Malattia degli Ulivi dei Colli Euganei


COLDIRETTI: BENE IL FINANZIAMENTO ALLA RICERCA


Due anni fa colpite fra il 20-30 per cento delle piante, “siamo alla ricerca di una cura efficace, positivo l’intervento della Regione”

“Due anni fa sui Colli Euganei oltre un ulivo su cinque era stato colpito da una patologia che aveva portato al distaccamento dei rami e alla cascola dei frutti. Già allora avevamo avviato uno studio e le analisi con l’Università di Padova per risolvere il problema e mettere in campo i primi interventi per contenere i danni. Ben venga dunque la decisione della Regione Veneto, Direzione Agroamebiente, di rinnovare la convenzione con il Dipartimento Territorio e Sistemi Agroforestali dell’Ateneo patavino destinando nuove ricorse alla ricerca”.

Coldiretti Padova accoglie con favore una notizia attesa da tempo per affrontare una malattia che, insieme agli attacchi della cimice asiatica, rischia di compromettere la produzione di olio extravergine d’oliva sui Colli Euganei. Una produzione di qualità che coinvolge decine di aziende agricole.

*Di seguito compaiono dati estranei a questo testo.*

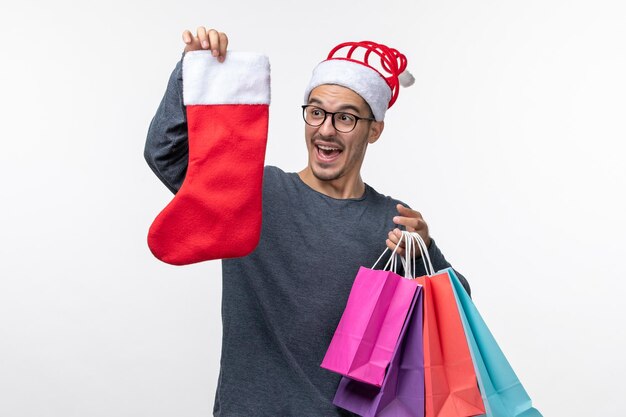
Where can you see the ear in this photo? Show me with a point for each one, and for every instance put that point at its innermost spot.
(376, 129)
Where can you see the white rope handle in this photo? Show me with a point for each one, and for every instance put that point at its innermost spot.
(392, 262)
(412, 240)
(428, 265)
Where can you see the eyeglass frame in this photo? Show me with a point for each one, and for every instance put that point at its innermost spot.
(332, 119)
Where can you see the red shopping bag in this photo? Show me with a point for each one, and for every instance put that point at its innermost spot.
(450, 383)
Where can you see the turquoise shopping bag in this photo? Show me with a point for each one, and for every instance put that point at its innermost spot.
(502, 392)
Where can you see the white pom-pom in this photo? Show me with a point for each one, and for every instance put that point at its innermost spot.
(406, 79)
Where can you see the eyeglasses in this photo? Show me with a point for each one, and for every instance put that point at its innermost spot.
(342, 122)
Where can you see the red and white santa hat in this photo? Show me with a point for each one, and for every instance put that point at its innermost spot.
(373, 71)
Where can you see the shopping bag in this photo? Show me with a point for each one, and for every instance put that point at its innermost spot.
(451, 386)
(450, 382)
(502, 392)
(402, 391)
(370, 326)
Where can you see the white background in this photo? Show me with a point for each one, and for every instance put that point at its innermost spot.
(511, 143)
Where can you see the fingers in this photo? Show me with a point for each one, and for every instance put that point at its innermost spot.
(202, 37)
(413, 222)
(392, 241)
(207, 39)
(214, 42)
(187, 37)
(223, 45)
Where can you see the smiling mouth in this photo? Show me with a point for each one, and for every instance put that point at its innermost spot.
(328, 153)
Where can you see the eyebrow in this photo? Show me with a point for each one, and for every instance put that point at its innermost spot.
(342, 108)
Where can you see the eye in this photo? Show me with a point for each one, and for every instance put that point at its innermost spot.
(346, 118)
(316, 113)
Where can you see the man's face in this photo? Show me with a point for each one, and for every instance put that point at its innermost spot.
(332, 154)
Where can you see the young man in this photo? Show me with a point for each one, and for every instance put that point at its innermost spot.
(281, 304)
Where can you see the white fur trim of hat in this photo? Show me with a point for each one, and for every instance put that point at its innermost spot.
(357, 74)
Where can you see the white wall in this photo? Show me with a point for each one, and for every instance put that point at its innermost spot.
(510, 143)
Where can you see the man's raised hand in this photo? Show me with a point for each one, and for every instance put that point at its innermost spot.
(207, 39)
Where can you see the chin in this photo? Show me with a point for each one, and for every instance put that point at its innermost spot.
(323, 174)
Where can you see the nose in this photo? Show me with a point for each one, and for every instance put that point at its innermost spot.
(327, 128)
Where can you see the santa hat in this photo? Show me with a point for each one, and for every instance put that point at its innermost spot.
(373, 71)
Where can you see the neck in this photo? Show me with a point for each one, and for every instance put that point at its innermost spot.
(340, 188)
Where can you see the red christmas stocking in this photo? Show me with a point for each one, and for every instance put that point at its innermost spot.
(217, 212)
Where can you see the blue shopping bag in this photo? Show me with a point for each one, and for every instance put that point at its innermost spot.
(502, 392)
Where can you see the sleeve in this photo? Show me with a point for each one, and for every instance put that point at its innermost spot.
(166, 150)
(439, 263)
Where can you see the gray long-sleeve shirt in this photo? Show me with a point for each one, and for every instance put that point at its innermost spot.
(281, 304)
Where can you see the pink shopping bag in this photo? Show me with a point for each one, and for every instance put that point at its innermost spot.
(369, 329)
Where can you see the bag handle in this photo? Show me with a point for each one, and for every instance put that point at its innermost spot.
(410, 253)
(392, 262)
(412, 239)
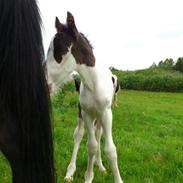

“Già due anni fa – ricorda il presidente Massimo Bressan – avevamo collaborato con i tecnici per individuare una cura efficace e lo studio si è rivelato utile. Dal 2017 due funghi stanno attaccando gli ulivi in maniera particolarmente aggressiva, provocando il disseccamento della pianta fino alla morte per apoplessia, causata dalla chiusura totale dei vasi linfatici, come fosse un “infarto”. Per studiare il fenomeno sono stati coinvolti il servizio fitosanitario regionale e l’università di Padova. Le piante più colpite sono quelle che presentano lesioni e ferite da potatura ma anche dalla grandine. Anche la presenza della cimice asiatica che potrebbe complicare la situazione. Ora la speranza è quella di arrivare al più presto a formulare una cura efficace, che potrebbe essere attuata con prodotti fitosanitari sistemici a base di triazoli, un po’ come i nostri antibiotici”.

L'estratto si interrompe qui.